Elaine's current PhD students are working on Aphra Behn, whose diverse oeuvre has also provided topics for earlier doctoral projects she has supervised. Most of the theses she has guided have concerned some aspect of 17th-century culture, ranging from investigations into early Quakers and Baptists to studies of early-modern perceptions of the human body. Some have had a more purely literary focus, including topics such as the novels of Frances Burney, and the verse of John Dryden. Elaine welcomes enquiries from prospective PhD students in any of these areas.

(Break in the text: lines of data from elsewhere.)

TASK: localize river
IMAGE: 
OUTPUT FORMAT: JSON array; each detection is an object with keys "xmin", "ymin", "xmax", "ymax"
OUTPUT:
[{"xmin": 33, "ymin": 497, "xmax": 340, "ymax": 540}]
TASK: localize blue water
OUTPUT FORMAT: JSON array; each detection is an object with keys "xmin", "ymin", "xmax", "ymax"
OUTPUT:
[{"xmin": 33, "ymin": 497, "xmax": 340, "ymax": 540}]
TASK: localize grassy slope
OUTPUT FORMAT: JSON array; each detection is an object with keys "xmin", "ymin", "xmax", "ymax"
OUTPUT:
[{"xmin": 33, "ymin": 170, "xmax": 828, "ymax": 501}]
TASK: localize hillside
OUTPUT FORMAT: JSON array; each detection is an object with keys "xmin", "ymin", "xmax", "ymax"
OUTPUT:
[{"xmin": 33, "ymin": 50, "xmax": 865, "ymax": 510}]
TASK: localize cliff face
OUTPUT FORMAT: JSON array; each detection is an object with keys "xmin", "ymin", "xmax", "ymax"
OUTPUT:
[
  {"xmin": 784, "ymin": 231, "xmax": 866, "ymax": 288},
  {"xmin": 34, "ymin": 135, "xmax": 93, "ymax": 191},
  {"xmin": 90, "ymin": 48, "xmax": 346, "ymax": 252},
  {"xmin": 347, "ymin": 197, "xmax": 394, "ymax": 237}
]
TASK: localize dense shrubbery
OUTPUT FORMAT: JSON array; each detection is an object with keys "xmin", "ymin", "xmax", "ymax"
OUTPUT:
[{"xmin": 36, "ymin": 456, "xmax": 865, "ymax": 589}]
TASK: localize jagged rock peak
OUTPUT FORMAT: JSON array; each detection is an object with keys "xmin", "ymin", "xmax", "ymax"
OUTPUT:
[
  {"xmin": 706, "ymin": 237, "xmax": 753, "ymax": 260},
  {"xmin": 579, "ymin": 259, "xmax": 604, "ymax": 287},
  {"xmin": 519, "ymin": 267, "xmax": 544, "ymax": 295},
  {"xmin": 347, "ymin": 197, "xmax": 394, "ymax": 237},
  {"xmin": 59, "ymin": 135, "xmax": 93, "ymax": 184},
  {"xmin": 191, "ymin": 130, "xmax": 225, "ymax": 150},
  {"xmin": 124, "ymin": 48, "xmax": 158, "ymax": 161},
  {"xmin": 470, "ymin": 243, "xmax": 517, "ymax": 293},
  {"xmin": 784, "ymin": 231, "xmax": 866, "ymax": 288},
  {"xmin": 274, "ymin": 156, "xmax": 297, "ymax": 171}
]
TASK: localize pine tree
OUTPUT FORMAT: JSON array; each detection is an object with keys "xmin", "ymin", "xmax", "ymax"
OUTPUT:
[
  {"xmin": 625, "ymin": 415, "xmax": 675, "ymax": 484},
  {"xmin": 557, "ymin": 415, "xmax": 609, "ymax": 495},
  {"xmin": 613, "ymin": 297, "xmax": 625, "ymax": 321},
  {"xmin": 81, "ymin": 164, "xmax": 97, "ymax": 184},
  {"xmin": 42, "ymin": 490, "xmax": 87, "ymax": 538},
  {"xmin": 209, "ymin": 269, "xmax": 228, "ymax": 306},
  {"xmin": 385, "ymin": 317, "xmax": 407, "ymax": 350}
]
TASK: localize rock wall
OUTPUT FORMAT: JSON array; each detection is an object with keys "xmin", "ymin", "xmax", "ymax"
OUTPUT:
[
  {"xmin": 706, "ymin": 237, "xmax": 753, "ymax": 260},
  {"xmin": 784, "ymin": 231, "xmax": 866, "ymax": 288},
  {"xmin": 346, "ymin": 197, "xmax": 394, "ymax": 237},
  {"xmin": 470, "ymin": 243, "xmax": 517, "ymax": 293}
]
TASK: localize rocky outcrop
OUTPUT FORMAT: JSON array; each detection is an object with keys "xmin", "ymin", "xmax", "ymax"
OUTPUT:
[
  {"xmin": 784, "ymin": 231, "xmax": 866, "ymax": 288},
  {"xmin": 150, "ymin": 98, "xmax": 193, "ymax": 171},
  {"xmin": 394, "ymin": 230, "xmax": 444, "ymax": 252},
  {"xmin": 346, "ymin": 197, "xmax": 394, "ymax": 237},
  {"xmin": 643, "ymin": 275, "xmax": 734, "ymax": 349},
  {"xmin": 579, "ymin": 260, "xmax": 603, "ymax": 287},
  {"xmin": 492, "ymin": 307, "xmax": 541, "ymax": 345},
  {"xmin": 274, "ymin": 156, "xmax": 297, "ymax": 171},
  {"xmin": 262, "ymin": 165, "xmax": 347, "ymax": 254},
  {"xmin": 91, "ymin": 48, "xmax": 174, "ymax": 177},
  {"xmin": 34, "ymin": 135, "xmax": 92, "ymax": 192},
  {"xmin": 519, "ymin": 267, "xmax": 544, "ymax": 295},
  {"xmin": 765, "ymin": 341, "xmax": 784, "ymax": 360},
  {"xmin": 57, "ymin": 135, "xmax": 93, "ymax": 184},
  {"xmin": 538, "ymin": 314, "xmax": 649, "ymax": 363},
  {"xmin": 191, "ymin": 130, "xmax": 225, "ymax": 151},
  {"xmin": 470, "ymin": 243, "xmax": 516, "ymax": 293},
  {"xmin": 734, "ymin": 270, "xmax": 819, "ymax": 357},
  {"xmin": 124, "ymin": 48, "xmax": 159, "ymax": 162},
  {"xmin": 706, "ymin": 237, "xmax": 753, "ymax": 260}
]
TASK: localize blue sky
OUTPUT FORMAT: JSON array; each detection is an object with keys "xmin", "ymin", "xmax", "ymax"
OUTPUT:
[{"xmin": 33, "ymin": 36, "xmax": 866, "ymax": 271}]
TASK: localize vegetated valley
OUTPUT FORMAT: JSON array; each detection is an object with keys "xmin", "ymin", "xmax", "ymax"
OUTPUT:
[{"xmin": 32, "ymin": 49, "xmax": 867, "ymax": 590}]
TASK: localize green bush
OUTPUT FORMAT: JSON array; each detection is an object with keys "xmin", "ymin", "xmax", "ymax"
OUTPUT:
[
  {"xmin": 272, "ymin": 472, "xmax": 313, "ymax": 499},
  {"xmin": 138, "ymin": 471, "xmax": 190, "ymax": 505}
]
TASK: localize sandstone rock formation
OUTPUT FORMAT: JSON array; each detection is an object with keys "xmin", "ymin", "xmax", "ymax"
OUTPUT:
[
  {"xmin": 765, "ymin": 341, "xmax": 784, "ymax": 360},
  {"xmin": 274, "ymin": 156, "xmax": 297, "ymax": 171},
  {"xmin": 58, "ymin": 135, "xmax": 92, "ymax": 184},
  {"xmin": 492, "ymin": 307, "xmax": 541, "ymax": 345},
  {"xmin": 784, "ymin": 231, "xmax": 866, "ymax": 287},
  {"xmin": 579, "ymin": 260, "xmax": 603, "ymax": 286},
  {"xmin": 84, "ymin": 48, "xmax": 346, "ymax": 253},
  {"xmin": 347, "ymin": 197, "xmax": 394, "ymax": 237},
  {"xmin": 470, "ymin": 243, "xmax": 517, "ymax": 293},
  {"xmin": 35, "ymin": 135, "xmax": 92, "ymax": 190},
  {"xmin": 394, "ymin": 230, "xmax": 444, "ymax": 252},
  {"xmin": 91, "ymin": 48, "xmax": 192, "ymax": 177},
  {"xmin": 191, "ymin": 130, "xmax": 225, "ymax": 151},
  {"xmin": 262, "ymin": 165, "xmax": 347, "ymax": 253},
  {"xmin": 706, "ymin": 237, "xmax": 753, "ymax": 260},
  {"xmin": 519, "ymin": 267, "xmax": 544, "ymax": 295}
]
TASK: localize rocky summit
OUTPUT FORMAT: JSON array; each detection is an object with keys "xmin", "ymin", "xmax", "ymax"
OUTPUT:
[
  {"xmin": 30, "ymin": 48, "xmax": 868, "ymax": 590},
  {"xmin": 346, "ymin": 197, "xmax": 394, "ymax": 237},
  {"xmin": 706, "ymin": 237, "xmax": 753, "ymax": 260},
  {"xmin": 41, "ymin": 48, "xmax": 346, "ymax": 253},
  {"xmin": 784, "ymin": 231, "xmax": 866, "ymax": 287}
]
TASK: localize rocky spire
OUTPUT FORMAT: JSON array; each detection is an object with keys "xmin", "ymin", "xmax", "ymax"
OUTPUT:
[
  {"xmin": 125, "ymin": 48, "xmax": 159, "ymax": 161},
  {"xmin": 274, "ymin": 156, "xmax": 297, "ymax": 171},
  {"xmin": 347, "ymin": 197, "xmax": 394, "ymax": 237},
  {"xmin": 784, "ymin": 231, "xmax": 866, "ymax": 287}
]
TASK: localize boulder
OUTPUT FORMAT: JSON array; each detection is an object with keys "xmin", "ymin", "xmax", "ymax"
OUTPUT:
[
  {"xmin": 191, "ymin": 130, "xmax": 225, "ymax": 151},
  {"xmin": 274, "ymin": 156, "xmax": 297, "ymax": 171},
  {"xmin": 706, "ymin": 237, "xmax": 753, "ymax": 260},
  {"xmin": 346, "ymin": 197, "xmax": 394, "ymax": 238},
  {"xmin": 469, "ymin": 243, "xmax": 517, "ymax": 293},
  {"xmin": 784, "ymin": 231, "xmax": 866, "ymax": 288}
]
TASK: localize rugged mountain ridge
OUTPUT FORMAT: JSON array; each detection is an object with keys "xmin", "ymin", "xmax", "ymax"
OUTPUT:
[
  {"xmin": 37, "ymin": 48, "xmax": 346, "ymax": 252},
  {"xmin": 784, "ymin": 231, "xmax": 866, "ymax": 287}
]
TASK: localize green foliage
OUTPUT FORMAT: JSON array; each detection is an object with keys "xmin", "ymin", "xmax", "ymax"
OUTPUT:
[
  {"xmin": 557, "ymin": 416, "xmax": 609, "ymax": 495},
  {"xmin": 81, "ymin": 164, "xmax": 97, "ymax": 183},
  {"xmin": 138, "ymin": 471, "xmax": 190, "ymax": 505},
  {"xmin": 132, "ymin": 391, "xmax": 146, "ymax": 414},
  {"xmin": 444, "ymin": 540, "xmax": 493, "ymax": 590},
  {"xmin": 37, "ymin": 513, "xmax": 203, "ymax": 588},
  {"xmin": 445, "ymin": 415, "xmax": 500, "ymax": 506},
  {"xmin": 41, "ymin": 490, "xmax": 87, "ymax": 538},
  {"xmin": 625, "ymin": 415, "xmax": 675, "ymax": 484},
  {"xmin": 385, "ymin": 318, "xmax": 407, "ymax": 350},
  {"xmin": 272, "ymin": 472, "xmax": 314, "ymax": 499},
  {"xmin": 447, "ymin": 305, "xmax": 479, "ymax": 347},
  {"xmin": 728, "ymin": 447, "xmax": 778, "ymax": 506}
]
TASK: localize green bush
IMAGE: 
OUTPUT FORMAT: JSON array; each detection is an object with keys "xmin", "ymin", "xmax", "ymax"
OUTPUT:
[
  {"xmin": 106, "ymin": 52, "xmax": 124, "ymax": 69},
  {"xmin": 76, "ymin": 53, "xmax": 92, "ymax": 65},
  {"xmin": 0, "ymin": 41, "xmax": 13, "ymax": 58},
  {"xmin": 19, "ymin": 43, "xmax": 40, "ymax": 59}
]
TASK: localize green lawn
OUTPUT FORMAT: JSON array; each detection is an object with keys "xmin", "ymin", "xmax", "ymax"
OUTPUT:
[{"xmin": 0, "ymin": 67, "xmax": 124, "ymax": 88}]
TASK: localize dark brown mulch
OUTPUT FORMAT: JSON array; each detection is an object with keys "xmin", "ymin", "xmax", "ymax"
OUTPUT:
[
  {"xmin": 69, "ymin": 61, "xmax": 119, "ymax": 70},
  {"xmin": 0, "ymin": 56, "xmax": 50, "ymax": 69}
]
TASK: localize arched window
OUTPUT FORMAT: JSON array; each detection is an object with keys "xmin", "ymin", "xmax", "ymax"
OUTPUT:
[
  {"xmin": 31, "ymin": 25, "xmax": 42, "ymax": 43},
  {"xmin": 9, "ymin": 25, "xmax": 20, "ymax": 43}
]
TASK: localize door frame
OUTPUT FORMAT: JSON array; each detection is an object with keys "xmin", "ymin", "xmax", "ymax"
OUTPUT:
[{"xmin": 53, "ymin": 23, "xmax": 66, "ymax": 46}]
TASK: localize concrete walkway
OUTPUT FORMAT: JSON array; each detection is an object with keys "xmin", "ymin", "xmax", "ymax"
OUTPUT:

Much as Elaine loves working with students and conferring with colleagues, it has always been important to her to communicate with people beyond the academy – perhaps most of all because she comes from a family whose members have not usually stayed in education beyond the minimum leaving age. She has participated in various television and radio broadcasts (including The One Show and Woman’s Hour, and a live evening-long programme on Radio 3 commemorating the execution of Charles I), co-written (with her colleague Catie Gill) a booklet about the prophecies of early Quaker women, and she is currently working on several projects designed to popularise understanding of the achievements of Aphra Behn.

Elaine's external activities within the academic world have included membership of the AHRB Postgraduate Panel (2003-07) and the AHRC Peer Review College (2007-10, and 2020-23); acting as External Examiner for PhD theses at more than 20 universities in the UK and overseas; and regularly speaking at academic venues that range from international conferences to postgraduate research seminars.